Stanford’s autonomous cars take to the racetrack
Os carros autônomos de Stanford vão para a pista

Os pesquisadores da Universidade de Stanford têm trabalhado no desenvolvimento de carros autônomos para torná-los mais seguros e capazes de lidar com condições desconhecidas. Para fazer isso, eles levaram o VW GTI autônomo de Stanford, conhecido como Niki, e o Audi TTS autônomo, conhecido como Shelley, ao Thunderhill Raceway Park. O objetivo era ajudar os automóveis autônomos a desempenhar com segurança em circunstâncias extremas e desconhecidas.

Stanford diz que os sistemas autônomos nos dois carros tiveram um desempenho “tão bom quanto um sistema de controle autônomo existente”. A equipe diz que o sistema também teve um desempenho tão bom quanto um piloto experiente. Stanford como objetivo declarado de tornar seus sistemas de controle autônomos tão bons ou melhores quanto os melhores motoristas qualificados.

Os sistemas podem aprender com as manobras de direção passadas. A equipe afirma que os sistemas de controle para carros autônomos precisam acessar informações sobre o atrito dos pneus nas estradas. Essa informação determina limites de quão duro o carro pode frear, acelerar ou dirigir e ainda permanecer na estrada durante manobras de emergência. O desafio é que o atrito no mundo real é difícil de prever e variável.

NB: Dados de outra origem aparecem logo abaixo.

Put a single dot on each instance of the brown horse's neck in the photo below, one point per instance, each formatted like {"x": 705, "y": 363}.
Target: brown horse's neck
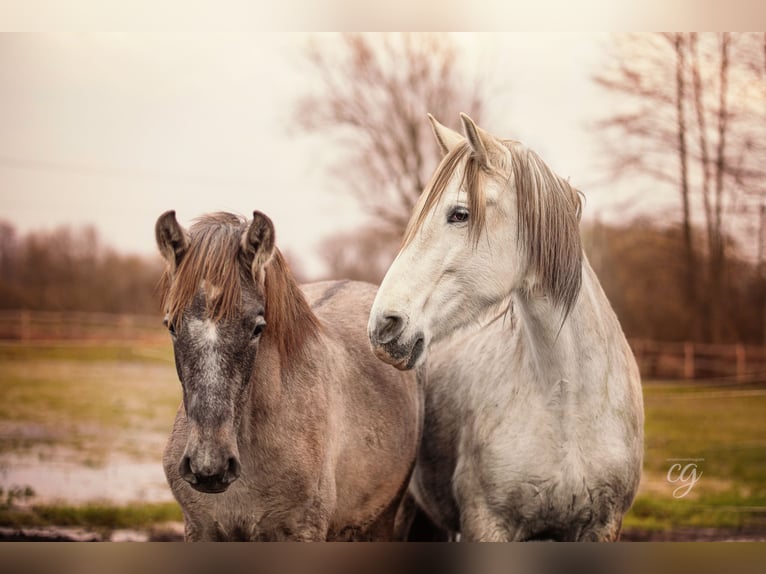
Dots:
{"x": 289, "y": 319}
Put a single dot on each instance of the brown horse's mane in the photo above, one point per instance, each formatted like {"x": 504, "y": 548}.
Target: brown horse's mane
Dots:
{"x": 214, "y": 262}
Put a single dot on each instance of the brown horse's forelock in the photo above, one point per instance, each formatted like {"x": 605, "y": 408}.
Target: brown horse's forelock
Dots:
{"x": 548, "y": 210}
{"x": 213, "y": 257}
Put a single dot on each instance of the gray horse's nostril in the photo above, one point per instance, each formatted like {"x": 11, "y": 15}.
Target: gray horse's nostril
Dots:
{"x": 185, "y": 470}
{"x": 388, "y": 327}
{"x": 233, "y": 468}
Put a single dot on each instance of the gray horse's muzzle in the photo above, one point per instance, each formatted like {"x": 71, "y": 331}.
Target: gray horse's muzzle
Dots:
{"x": 209, "y": 467}
{"x": 385, "y": 332}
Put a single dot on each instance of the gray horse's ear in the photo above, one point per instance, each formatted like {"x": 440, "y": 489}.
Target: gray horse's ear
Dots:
{"x": 446, "y": 138}
{"x": 172, "y": 239}
{"x": 258, "y": 244}
{"x": 480, "y": 141}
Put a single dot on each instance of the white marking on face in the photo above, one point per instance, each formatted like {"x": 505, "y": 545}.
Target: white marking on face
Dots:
{"x": 210, "y": 331}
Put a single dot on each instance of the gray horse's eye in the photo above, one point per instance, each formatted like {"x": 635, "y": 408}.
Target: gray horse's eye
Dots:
{"x": 169, "y": 325}
{"x": 260, "y": 325}
{"x": 458, "y": 214}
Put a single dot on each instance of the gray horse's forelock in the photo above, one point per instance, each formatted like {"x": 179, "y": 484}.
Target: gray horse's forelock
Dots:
{"x": 549, "y": 217}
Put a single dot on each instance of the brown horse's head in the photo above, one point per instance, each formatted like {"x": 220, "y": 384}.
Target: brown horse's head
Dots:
{"x": 215, "y": 304}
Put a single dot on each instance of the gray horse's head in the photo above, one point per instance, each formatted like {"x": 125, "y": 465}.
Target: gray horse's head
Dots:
{"x": 213, "y": 294}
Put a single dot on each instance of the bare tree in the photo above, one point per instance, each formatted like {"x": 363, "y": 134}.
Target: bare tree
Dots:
{"x": 374, "y": 94}
{"x": 720, "y": 178}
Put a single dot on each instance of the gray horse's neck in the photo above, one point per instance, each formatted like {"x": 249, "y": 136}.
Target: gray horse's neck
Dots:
{"x": 555, "y": 342}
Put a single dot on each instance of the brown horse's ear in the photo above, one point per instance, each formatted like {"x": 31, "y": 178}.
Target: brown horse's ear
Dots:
{"x": 172, "y": 239}
{"x": 480, "y": 141}
{"x": 258, "y": 244}
{"x": 446, "y": 138}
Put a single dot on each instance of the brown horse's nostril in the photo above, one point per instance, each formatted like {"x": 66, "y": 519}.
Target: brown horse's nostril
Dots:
{"x": 388, "y": 327}
{"x": 185, "y": 470}
{"x": 233, "y": 469}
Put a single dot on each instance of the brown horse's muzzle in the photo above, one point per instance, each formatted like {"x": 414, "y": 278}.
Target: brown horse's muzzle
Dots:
{"x": 210, "y": 466}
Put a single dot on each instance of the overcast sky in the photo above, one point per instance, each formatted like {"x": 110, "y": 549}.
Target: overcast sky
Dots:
{"x": 111, "y": 130}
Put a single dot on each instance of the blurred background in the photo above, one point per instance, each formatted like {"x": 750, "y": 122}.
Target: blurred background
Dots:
{"x": 100, "y": 133}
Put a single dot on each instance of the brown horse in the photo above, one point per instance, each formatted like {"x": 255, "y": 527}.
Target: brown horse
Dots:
{"x": 290, "y": 428}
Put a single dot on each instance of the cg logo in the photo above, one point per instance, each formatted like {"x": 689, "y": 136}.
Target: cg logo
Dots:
{"x": 684, "y": 472}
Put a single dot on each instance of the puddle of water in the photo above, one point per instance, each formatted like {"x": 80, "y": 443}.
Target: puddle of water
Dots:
{"x": 119, "y": 480}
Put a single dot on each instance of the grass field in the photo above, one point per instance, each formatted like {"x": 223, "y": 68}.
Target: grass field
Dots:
{"x": 90, "y": 404}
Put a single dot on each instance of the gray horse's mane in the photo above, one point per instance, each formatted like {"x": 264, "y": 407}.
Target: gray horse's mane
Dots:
{"x": 214, "y": 257}
{"x": 549, "y": 212}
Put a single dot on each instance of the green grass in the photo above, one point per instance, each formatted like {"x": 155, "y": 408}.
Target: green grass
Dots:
{"x": 722, "y": 424}
{"x": 90, "y": 401}
{"x": 93, "y": 400}
{"x": 101, "y": 517}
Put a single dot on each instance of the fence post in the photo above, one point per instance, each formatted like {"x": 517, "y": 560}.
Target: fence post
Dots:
{"x": 25, "y": 325}
{"x": 741, "y": 362}
{"x": 688, "y": 360}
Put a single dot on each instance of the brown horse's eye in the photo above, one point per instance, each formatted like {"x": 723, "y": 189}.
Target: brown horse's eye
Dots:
{"x": 260, "y": 325}
{"x": 169, "y": 326}
{"x": 458, "y": 215}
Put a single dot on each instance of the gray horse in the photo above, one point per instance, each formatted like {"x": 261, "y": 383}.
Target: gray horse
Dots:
{"x": 290, "y": 428}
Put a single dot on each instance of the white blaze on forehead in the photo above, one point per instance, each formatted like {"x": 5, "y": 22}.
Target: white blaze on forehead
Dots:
{"x": 205, "y": 330}
{"x": 211, "y": 331}
{"x": 211, "y": 291}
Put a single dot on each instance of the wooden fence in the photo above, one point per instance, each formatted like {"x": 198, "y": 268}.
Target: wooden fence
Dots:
{"x": 668, "y": 360}
{"x": 69, "y": 325}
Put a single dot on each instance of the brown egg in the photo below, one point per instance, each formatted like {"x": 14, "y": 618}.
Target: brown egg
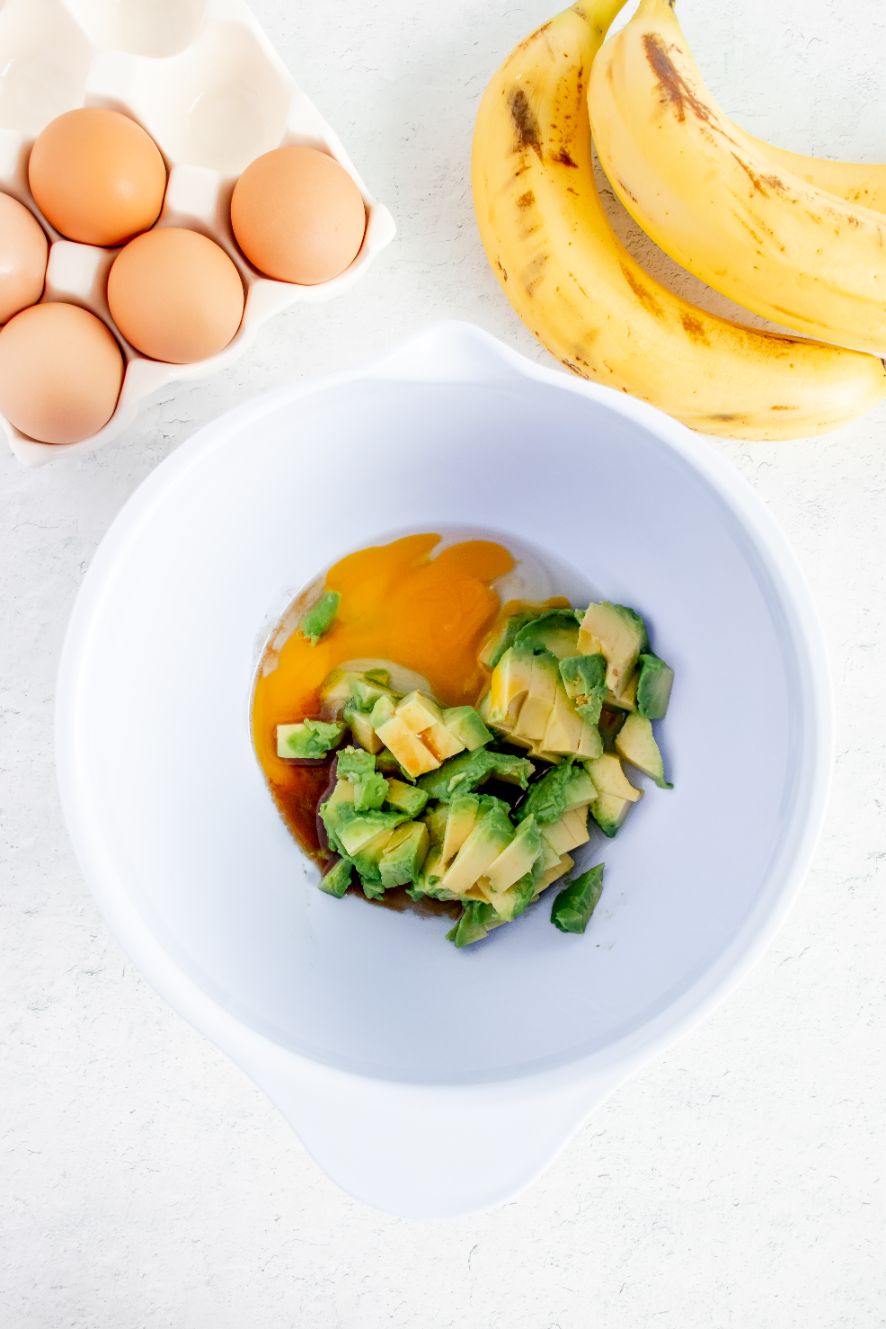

A equipe desenvolveu uma rede neural que integra dados de experiências anteriores de condução em Thunderhill, juntamente com informações de uma instalação de testes de condução de inverno para fornecer conhecimento básico que consiste em 200.000 trajetórias baseadas na física. A equipe está tentando misturar métodos e abordagens orientados a dados, fundamentados na física fundamental para utilizar os pontos fortes das técnicas individuais.

Nos testes, Shelley percorreu a pista controlada pelo sistema autônomo baseado em física, pré-carregado com dados sobre o percurso e as condições. A equipe diz que, usando esses dados, Shelley e um piloto amador qualificado geraram tempos de volta comparáveis. Niki dirigiu usando a nova rede neural e teve um desempenho semelhante ao sistema baseado na física. Isso apesar do fato de Niki não ter informações explícitas sobre o atrito na estrada. A equipe enfatizou que a rede neural não apresenta um bom desempenho em condições fora das que sofreu.